The cleanup continued throughout southeastern New Mexico two days after the region saw more than a foot (30cm) of snow.
Some city and county offices began opening, though authorities cautioned motorists about traveling in freezing temperatures amid abandoned vehicles.
Near Clovis, a couple delivering newspapers Saturday night (local time) tried to make it through the snowstorm but ended up trapped just miles from their home. They were caught in whiteout conditions as wind pushed their vehicle off the road about 2 miles (3.2kms) outside of town.
The storm was so severe, however, that rescue crews couldn't reach the couple as they sat in their vehicle buried by a 12-foot (3.6 metre) snow drift.
"We'd fall asleep for five or 10 minutes and then wake up and say, 'Hey are you OK?'" Betty Anderson said. "We just tried to keep each other talking."

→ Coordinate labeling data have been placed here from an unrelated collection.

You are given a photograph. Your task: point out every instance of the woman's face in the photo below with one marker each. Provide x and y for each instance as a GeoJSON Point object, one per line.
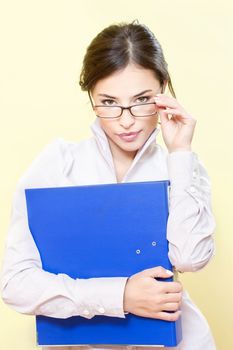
{"type": "Point", "coordinates": [132, 85]}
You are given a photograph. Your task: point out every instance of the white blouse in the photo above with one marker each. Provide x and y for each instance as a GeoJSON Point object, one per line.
{"type": "Point", "coordinates": [27, 288]}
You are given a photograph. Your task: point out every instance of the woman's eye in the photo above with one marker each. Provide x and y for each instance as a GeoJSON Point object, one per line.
{"type": "Point", "coordinates": [143, 99]}
{"type": "Point", "coordinates": [107, 102]}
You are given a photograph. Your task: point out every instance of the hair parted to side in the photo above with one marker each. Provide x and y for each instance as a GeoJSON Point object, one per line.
{"type": "Point", "coordinates": [118, 45]}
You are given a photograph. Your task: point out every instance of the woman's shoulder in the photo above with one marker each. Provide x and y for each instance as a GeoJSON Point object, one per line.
{"type": "Point", "coordinates": [48, 164]}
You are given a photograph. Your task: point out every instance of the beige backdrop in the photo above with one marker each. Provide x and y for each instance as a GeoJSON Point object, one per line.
{"type": "Point", "coordinates": [42, 45]}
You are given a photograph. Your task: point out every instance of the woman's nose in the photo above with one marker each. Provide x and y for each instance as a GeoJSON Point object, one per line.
{"type": "Point", "coordinates": [127, 119]}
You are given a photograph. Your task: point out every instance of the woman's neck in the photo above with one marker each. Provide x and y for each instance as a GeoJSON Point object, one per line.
{"type": "Point", "coordinates": [122, 160]}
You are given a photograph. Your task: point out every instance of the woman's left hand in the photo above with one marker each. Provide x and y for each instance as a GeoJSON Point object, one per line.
{"type": "Point", "coordinates": [178, 130]}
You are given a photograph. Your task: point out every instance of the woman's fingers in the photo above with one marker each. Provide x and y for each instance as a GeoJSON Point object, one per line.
{"type": "Point", "coordinates": [171, 306]}
{"type": "Point", "coordinates": [170, 287]}
{"type": "Point", "coordinates": [172, 297]}
{"type": "Point", "coordinates": [168, 316]}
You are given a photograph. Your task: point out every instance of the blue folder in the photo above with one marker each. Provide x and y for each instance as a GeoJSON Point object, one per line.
{"type": "Point", "coordinates": [106, 230]}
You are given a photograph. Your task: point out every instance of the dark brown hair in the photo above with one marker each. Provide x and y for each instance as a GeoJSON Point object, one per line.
{"type": "Point", "coordinates": [118, 45]}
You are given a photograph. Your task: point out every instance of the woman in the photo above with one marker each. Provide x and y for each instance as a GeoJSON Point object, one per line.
{"type": "Point", "coordinates": [125, 74]}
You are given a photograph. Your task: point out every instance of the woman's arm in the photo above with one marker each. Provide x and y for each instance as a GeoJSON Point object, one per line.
{"type": "Point", "coordinates": [191, 223]}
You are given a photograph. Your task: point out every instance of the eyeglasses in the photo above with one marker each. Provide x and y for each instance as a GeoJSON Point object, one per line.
{"type": "Point", "coordinates": [139, 110]}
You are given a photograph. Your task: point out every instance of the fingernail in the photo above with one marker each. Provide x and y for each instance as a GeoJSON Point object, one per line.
{"type": "Point", "coordinates": [170, 273]}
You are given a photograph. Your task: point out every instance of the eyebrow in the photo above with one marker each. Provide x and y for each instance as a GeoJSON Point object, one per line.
{"type": "Point", "coordinates": [140, 93]}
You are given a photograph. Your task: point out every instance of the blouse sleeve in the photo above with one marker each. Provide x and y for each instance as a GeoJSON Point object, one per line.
{"type": "Point", "coordinates": [191, 223]}
{"type": "Point", "coordinates": [29, 289]}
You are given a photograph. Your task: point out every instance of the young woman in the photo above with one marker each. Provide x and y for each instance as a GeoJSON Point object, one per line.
{"type": "Point", "coordinates": [125, 75]}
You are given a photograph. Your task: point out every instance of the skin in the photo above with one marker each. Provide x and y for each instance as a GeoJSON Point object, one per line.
{"type": "Point", "coordinates": [177, 126]}
{"type": "Point", "coordinates": [144, 295]}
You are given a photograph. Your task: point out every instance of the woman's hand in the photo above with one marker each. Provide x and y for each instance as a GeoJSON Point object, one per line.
{"type": "Point", "coordinates": [178, 130]}
{"type": "Point", "coordinates": [145, 296]}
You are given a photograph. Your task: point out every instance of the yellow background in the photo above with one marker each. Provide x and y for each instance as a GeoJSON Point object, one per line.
{"type": "Point", "coordinates": [42, 46]}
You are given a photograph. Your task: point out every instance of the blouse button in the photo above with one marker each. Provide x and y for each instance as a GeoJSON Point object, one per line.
{"type": "Point", "coordinates": [101, 310]}
{"type": "Point", "coordinates": [86, 312]}
{"type": "Point", "coordinates": [194, 174]}
{"type": "Point", "coordinates": [192, 189]}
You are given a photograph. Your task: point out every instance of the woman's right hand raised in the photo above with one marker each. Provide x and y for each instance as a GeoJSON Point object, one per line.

"Anytime two hours passed without an update, it made your mind race in all kinds of different directions," Langrell said. "You're very hopeful the entire time, but they were in extreme danger. We knew that."
Ty Gonser, of Ray Lee Equipment in Clovis, was using his tractor to aid people when he found the couple.
"I saw a weird-looking snow mound with blue-ish color so I just started digging," said Gonser, who rescued 13 stranded motorists. "I reach a windshield and I saw the lady."
Gonser, 31, pulled Betty Anderson out first, and she hugged him.
"We all got in the tractor and we got really close to stay warm," Gonser said. "I drove them about 7 miles (11kms) to a city building."
The snow may have led to two deaths in the Roswell area. A man in his late 60s died of a heart attack Monday while shoveling snow outside city limits, and a man was found dead buried in snow Wednesday, police spokesman Todd Wildermuth said. The men haven't been identified.
Four newspapers did not publish Tuesday editions because of the snowstorm that made travelling almost impossible. The Clovis News Journal, Portales News-Tribune, Roswell Daily Record and Hobbs News-Sun did not publish print editions. All four posted stories online.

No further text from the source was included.